The magnet that drew the bands together in the first place is the Way Out Club, the glorious South City venue whose strict policy of mainly booking local acts (as opposed to most rock clubs in town, which concentrate on touring acts) has resulted in a vibrant, thriving scene. Owners Bob Putnam and Sherri Lucas have what is virtually a roster of house bands, most of which are associated with Rooster Lollipop. "It wouldn't have worked if we hadn't had the support of Bob and Sherri," says Buescher. "We can pick a night for these types of things, and they'll make it work for us."

"They made a big point of supporting local music," says Rose, "whereas other bars would book bands from all over the country — which is good — but there wasn't really a home for St. Louis music, and that's what this bar is."

"Axes and Snackses" promises, as the name implies, loads of guitars and food. In the grand tradition of any Rooster Lollipop event, the gig seems to be taking on a life of its own, and, with so many people providing so much, slowly evolving into an extravaganza. Included in the festivities, which begin at 7 p.m., are games, a kissing booth (featuring Highway Matrons drummer Freddy Friction — customers are invited to pay Friction for a kiss, pay him to kiss someone else or, perhaps most important, pay him not to kiss), food and, the highlight of the evening, performances by 10 Rooster Lollipop bands. The show will be recorded, and the end result will be a second Rooster Lollipop collection (the first was the inspired Way Out Club collection).

The collective is evolving; Rose, Stephens and Buescher often say that they're still not exactly sure what Rooster Lollipop is. In the future, though, are a few concrete plans. Says Buescher: "It's growing kind of slow because everybody's got their own stuff to do; it's to the point where we're about ready to work on the T-shirt shop in the basement. We move so slow because you make incremental progress every month. This ("Axes and Snackses") is our focus now, and after that it's probably going to be the darkroom and the silkscreening in the basement.

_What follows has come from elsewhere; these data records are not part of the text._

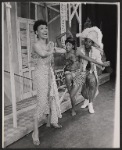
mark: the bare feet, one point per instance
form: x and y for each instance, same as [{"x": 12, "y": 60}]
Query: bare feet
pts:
[
  {"x": 35, "y": 139},
  {"x": 48, "y": 125}
]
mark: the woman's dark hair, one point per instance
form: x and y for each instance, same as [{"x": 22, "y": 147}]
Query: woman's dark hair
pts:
[
  {"x": 70, "y": 40},
  {"x": 38, "y": 23}
]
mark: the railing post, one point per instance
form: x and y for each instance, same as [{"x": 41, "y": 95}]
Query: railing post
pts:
[{"x": 10, "y": 47}]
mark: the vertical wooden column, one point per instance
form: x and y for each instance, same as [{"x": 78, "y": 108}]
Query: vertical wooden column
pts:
[
  {"x": 80, "y": 21},
  {"x": 10, "y": 47},
  {"x": 63, "y": 11}
]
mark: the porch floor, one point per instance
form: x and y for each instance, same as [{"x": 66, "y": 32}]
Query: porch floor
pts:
[{"x": 104, "y": 119}]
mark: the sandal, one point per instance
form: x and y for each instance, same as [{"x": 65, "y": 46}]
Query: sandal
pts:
[
  {"x": 57, "y": 126},
  {"x": 35, "y": 140}
]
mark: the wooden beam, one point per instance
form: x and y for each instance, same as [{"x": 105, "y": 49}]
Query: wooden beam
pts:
[
  {"x": 10, "y": 47},
  {"x": 53, "y": 8},
  {"x": 3, "y": 107}
]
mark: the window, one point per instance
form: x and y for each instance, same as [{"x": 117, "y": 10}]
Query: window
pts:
[{"x": 26, "y": 10}]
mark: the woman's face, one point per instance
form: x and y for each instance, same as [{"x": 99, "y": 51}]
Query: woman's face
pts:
[
  {"x": 42, "y": 31},
  {"x": 69, "y": 47},
  {"x": 88, "y": 43}
]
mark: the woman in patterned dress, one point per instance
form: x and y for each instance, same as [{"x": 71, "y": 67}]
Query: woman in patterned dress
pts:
[{"x": 44, "y": 79}]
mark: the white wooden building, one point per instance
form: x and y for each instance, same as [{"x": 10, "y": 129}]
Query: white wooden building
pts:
[{"x": 18, "y": 38}]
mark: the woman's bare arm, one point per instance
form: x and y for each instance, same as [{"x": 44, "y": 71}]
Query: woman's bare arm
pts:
[{"x": 79, "y": 53}]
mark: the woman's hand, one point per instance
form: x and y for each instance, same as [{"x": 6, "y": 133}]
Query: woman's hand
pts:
[
  {"x": 51, "y": 46},
  {"x": 107, "y": 63}
]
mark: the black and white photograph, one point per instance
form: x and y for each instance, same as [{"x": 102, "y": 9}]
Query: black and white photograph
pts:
[{"x": 60, "y": 84}]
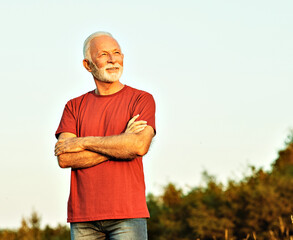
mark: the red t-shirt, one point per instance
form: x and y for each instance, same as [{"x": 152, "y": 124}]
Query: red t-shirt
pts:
[{"x": 114, "y": 189}]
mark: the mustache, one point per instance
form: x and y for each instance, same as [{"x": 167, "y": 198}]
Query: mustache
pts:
[{"x": 115, "y": 65}]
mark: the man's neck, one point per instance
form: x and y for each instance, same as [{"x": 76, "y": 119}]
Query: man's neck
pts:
[{"x": 104, "y": 88}]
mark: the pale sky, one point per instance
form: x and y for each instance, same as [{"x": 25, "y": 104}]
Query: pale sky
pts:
[{"x": 220, "y": 72}]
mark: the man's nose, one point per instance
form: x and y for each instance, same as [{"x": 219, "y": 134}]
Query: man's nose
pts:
[{"x": 111, "y": 58}]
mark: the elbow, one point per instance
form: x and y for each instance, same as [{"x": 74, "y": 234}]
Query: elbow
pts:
[{"x": 62, "y": 161}]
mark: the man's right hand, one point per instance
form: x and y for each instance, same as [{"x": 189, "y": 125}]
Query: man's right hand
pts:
[{"x": 135, "y": 126}]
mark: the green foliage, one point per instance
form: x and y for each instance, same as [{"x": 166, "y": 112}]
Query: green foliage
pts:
[
  {"x": 257, "y": 207},
  {"x": 30, "y": 230}
]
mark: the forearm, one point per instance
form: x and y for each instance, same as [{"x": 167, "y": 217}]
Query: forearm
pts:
[
  {"x": 123, "y": 146},
  {"x": 83, "y": 159}
]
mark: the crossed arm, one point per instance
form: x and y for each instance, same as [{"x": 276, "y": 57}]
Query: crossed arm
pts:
[{"x": 84, "y": 152}]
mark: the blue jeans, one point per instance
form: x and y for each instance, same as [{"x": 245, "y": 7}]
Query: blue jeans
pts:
[{"x": 121, "y": 229}]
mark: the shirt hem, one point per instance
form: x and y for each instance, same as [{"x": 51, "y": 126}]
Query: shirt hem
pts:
[{"x": 89, "y": 219}]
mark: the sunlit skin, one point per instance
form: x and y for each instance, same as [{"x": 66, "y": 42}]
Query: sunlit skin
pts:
[
  {"x": 83, "y": 152},
  {"x": 105, "y": 50}
]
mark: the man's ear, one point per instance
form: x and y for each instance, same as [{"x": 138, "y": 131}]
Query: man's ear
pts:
[{"x": 86, "y": 64}]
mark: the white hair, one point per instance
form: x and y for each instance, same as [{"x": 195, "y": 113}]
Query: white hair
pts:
[{"x": 86, "y": 44}]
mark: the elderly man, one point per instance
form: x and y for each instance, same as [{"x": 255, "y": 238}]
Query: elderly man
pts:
[{"x": 102, "y": 137}]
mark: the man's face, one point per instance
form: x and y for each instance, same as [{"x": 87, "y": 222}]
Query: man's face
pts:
[{"x": 107, "y": 59}]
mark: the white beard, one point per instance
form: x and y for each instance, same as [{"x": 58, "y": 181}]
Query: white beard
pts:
[{"x": 102, "y": 75}]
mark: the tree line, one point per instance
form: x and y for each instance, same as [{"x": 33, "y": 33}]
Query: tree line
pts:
[{"x": 257, "y": 207}]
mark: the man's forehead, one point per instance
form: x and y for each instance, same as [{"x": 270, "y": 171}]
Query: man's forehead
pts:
[{"x": 103, "y": 43}]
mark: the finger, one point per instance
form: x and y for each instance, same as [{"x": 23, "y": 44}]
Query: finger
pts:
[
  {"x": 136, "y": 124},
  {"x": 132, "y": 120},
  {"x": 137, "y": 130}
]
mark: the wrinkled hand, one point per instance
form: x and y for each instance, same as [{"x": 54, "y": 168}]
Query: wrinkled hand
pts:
[
  {"x": 135, "y": 126},
  {"x": 68, "y": 145}
]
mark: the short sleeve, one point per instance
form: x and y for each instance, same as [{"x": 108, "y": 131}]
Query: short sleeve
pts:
[
  {"x": 68, "y": 120},
  {"x": 146, "y": 108}
]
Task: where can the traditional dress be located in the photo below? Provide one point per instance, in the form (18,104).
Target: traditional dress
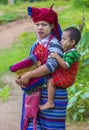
(66,77)
(52,119)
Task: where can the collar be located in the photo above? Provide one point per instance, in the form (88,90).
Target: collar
(43,41)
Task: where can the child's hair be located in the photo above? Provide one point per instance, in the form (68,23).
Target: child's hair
(75,34)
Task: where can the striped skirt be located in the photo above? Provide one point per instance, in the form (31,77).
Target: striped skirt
(52,119)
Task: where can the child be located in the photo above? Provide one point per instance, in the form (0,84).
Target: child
(65,76)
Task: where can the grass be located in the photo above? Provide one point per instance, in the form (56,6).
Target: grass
(68,16)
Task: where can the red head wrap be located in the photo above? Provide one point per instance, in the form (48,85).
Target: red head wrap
(48,15)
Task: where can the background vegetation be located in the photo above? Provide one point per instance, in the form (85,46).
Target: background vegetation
(70,14)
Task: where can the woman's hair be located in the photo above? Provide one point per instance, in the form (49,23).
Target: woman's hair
(75,34)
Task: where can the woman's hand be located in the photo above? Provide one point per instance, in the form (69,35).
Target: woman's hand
(54,55)
(19,82)
(23,80)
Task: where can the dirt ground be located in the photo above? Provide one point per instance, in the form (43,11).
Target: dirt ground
(10,111)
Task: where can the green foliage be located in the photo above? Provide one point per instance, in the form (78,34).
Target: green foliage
(19,50)
(4,1)
(84,49)
(10,16)
(78,94)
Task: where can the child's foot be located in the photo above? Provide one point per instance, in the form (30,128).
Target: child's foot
(46,106)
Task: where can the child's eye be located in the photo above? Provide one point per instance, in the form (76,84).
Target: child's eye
(44,24)
(37,24)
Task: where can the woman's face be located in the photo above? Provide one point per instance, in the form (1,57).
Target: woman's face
(43,29)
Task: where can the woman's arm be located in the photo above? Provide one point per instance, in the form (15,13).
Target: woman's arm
(38,72)
(61,62)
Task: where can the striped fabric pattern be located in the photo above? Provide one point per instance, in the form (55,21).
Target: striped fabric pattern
(71,56)
(52,119)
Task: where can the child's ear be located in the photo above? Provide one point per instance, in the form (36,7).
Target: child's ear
(52,26)
(73,42)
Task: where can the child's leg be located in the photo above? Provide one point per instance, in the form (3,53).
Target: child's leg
(51,90)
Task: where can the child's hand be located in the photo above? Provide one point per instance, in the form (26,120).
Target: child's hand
(24,79)
(54,55)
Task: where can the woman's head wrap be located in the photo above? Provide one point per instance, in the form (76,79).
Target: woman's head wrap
(48,15)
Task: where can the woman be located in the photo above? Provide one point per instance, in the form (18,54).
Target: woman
(47,31)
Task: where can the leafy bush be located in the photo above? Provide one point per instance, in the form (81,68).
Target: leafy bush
(80,3)
(4,1)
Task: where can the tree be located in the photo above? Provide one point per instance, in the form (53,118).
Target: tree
(11,1)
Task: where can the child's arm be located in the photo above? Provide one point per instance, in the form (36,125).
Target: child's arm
(61,62)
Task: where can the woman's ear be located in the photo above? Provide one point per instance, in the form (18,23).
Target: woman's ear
(52,26)
(73,42)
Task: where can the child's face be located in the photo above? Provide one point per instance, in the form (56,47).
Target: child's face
(43,29)
(66,42)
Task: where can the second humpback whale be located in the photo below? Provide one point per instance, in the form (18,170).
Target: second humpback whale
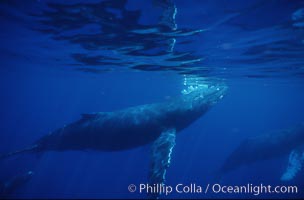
(132,127)
(268,146)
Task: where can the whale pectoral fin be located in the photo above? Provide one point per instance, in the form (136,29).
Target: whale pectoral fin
(160,158)
(295,162)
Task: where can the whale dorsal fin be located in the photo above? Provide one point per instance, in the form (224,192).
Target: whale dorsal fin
(160,158)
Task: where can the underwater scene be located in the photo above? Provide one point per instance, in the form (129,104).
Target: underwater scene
(152,99)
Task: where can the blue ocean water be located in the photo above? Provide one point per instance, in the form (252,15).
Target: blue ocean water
(60,59)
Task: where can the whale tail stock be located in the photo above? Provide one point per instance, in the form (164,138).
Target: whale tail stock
(30,149)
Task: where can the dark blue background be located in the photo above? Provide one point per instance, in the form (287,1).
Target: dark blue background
(40,94)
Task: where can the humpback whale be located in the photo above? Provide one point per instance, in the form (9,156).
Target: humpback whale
(132,127)
(268,146)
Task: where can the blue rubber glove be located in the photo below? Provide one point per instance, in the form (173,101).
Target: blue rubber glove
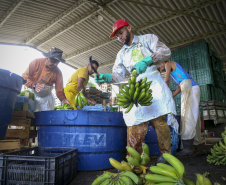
(103,78)
(142,65)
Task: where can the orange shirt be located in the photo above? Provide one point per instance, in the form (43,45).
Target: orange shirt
(38,73)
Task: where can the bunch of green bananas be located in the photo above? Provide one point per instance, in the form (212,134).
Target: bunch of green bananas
(80,100)
(218,152)
(168,174)
(202,180)
(136,93)
(135,163)
(125,178)
(64,107)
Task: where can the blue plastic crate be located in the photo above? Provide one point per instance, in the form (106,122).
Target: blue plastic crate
(21,100)
(39,166)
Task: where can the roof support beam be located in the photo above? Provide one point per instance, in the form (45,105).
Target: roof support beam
(186,41)
(12,9)
(73,23)
(147,25)
(198,37)
(89,48)
(106,64)
(54,21)
(185,11)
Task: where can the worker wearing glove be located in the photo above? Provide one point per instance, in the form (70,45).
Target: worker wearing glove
(142,65)
(140,52)
(103,78)
(41,75)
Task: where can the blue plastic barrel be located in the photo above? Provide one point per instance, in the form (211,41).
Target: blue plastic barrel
(97,135)
(152,141)
(10,86)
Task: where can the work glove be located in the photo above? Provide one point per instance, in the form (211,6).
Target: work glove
(142,65)
(103,78)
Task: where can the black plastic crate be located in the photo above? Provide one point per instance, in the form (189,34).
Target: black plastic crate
(38,166)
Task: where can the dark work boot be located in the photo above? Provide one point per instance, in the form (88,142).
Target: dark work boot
(188,148)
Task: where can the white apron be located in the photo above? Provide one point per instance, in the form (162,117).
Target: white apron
(44,99)
(163,102)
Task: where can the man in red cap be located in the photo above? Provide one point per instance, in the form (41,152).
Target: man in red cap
(41,75)
(140,52)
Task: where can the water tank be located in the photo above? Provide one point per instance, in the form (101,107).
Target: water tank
(10,86)
(97,135)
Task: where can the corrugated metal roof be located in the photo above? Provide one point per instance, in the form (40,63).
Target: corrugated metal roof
(70,25)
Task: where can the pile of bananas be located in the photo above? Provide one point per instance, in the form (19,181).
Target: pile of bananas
(125,178)
(64,107)
(167,174)
(218,152)
(202,180)
(135,163)
(80,100)
(136,93)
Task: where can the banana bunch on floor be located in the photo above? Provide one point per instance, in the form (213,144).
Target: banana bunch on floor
(135,163)
(123,178)
(218,152)
(63,107)
(138,161)
(80,100)
(202,180)
(136,93)
(165,174)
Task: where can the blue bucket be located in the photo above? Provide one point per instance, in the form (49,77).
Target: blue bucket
(152,141)
(10,86)
(97,135)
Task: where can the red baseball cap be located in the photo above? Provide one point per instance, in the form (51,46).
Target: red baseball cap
(118,24)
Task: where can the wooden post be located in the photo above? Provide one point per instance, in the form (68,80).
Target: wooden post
(104,105)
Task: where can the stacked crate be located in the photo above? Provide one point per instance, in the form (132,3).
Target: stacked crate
(202,63)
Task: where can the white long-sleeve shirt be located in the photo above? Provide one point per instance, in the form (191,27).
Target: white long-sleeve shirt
(149,44)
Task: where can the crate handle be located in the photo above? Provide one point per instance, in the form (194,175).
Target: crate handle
(71,115)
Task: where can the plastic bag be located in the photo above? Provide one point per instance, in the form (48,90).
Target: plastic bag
(188,122)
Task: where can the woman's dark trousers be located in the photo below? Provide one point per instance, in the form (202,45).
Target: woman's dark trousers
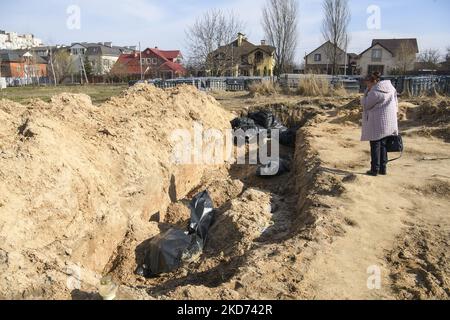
(379,155)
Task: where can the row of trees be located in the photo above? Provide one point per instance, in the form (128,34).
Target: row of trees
(215,29)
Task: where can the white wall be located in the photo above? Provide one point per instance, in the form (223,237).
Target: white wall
(387,60)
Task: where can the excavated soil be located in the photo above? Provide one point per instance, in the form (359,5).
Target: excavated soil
(83,189)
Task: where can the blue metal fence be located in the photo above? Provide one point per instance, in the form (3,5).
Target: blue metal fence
(421,85)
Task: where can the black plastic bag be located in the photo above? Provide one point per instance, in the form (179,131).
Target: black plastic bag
(167,251)
(274,168)
(243,122)
(288,137)
(202,214)
(265,119)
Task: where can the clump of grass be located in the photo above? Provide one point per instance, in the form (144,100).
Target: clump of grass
(311,86)
(339,90)
(265,88)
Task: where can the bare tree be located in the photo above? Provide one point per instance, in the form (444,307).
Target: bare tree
(335,29)
(405,57)
(212,30)
(446,63)
(62,64)
(280,22)
(430,58)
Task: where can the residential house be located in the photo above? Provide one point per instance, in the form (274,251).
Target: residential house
(102,56)
(152,63)
(242,58)
(320,60)
(22,67)
(389,56)
(14,41)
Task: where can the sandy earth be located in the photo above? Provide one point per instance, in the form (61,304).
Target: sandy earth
(322,231)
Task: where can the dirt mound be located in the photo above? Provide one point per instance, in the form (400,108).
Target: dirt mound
(76,178)
(431,112)
(419,265)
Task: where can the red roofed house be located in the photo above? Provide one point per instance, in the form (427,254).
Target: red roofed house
(155,64)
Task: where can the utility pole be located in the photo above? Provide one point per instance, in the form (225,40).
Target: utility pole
(140,61)
(346,56)
(51,64)
(83,69)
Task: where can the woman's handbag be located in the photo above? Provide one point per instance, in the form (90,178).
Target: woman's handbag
(395,144)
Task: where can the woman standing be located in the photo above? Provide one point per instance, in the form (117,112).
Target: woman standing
(379,120)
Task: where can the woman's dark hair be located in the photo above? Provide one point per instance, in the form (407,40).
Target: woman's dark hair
(374,77)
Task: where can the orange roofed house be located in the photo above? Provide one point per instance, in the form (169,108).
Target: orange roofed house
(156,64)
(22,67)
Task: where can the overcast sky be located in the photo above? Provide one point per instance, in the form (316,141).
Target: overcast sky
(162,23)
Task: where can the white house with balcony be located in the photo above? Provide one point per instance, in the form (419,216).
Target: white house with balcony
(387,56)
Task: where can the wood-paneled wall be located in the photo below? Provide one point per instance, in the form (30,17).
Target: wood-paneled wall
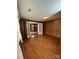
(22,23)
(53,27)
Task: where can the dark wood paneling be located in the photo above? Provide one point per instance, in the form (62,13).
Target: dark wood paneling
(53,27)
(23,29)
(42,47)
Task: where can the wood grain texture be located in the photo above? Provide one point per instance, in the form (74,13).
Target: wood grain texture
(41,47)
(53,27)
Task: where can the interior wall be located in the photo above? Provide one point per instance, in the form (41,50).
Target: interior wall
(40,28)
(53,27)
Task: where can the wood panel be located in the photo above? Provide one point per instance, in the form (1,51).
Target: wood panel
(23,29)
(41,47)
(53,27)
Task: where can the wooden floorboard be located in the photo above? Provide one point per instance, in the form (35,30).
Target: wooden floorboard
(41,47)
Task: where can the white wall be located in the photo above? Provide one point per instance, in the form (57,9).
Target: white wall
(40,28)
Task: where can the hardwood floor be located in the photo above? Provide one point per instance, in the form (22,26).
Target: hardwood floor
(41,47)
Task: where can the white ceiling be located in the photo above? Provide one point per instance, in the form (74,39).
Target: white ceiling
(39,8)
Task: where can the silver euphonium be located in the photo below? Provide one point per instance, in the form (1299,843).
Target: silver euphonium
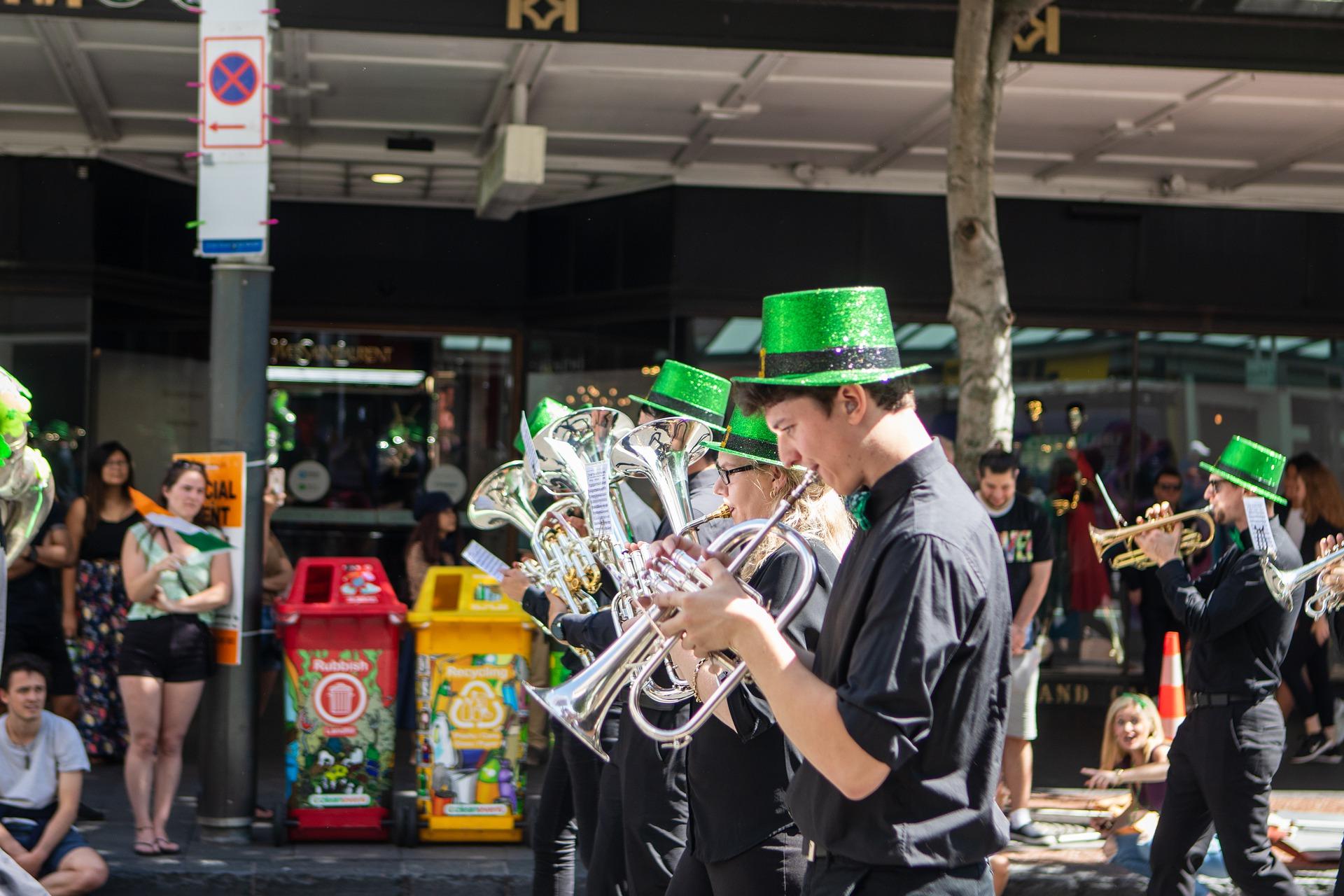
(1282,583)
(582,703)
(566,447)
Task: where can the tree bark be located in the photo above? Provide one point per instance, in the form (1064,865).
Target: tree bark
(979,308)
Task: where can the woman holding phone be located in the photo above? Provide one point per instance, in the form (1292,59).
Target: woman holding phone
(167,650)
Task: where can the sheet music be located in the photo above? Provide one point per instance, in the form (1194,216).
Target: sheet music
(484,561)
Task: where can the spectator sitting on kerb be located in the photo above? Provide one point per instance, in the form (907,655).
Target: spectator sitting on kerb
(42,766)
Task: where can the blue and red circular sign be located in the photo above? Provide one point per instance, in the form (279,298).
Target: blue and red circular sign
(234,78)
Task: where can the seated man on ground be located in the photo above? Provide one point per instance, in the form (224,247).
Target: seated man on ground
(42,764)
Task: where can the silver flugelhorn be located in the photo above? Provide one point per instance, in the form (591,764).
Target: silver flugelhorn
(1282,583)
(581,703)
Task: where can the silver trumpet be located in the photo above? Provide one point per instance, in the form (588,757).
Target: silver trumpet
(1282,583)
(582,703)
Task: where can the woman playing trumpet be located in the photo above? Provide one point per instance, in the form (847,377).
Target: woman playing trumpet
(742,839)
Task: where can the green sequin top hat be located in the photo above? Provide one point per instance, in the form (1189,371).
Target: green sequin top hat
(1250,466)
(546,413)
(749,437)
(689,391)
(828,337)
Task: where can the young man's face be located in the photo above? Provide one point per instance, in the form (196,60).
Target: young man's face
(997,489)
(818,441)
(27,695)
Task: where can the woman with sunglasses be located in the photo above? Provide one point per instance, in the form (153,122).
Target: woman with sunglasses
(167,650)
(742,839)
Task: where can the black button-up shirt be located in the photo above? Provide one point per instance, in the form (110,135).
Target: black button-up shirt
(1238,631)
(916,643)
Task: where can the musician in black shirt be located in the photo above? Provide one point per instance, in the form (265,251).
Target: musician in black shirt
(901,718)
(1231,742)
(742,840)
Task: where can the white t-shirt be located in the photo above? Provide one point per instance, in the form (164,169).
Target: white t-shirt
(29,774)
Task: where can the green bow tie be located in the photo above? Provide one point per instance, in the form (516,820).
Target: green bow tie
(858,504)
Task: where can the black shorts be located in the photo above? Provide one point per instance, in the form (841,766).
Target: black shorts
(174,648)
(49,643)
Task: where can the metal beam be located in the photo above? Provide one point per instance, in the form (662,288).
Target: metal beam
(1117,134)
(524,71)
(299,104)
(920,130)
(738,97)
(1281,162)
(76,74)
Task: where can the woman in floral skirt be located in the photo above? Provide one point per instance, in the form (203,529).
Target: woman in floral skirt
(96,601)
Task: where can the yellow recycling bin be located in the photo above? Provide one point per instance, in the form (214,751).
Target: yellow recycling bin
(472,650)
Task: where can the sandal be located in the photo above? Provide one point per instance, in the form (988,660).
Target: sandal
(146,846)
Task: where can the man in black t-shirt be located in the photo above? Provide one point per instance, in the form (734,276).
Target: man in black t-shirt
(33,617)
(1025,538)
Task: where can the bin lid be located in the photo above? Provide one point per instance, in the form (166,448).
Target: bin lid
(464,594)
(340,587)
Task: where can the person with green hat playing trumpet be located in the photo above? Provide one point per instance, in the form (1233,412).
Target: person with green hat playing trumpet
(743,841)
(1227,748)
(899,718)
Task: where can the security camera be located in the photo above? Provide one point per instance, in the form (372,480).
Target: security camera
(1171,186)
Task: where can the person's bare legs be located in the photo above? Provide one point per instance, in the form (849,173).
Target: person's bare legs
(143,699)
(1018,760)
(83,871)
(179,704)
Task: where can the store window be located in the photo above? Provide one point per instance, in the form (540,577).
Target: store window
(369,421)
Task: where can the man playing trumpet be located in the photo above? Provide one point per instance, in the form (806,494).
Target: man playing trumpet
(1230,745)
(899,713)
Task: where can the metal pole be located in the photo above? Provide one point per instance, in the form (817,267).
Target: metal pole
(238,351)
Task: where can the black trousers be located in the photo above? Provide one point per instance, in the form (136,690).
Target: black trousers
(1306,653)
(600,827)
(1156,620)
(654,802)
(554,832)
(1221,767)
(836,876)
(772,868)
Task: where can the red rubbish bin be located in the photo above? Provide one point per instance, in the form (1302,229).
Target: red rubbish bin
(340,624)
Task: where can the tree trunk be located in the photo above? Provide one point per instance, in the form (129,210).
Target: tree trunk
(979,307)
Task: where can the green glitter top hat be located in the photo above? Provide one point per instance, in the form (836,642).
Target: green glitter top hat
(689,391)
(828,337)
(1250,465)
(749,437)
(546,413)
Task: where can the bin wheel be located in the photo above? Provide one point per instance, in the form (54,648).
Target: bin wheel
(280,825)
(405,820)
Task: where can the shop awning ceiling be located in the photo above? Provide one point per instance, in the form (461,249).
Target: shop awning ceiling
(624,118)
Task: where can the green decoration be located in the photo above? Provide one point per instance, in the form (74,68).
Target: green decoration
(828,337)
(689,391)
(1250,465)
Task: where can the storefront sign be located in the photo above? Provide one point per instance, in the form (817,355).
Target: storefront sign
(226,496)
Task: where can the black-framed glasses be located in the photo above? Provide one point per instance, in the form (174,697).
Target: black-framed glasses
(726,476)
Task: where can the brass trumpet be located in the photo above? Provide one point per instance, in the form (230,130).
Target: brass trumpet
(1191,539)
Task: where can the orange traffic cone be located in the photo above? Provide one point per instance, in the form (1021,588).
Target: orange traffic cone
(1171,695)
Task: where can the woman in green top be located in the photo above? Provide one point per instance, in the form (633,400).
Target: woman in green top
(167,650)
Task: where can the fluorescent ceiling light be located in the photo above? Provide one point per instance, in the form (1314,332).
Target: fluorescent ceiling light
(344,375)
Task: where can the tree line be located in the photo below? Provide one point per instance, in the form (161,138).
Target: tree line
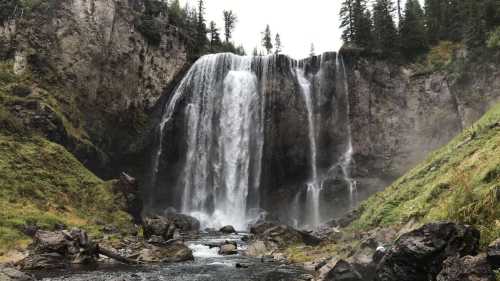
(410,31)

"As soon as we get the screen printing set up," adds Stephens, "I thought it would be cool — instead of just printing T-shirts — to print fabric with band names on it; we've got a lot of people who sew really well. We could make clothing out of the fabric — so people could buy a Ouija minidress, or a Highway Matrons cowboy shirt."

Rooster Lollipop is still a St. Louis-centric organization. Their distribution is limited to a few area record stores and a tiny display case at the Way Out Club. On the national independent-rock scene, the collective has yet to make any impact. They're working on a Web site and are in the process of booking ads in national magazines. From there, they'll need better distribution, as well as a broader vision. Otherwise, only a handful of people in the area will ever utter that magical name, and Rooster Lollipop will continue to be South City's little secret — which, in the end, would be a crime.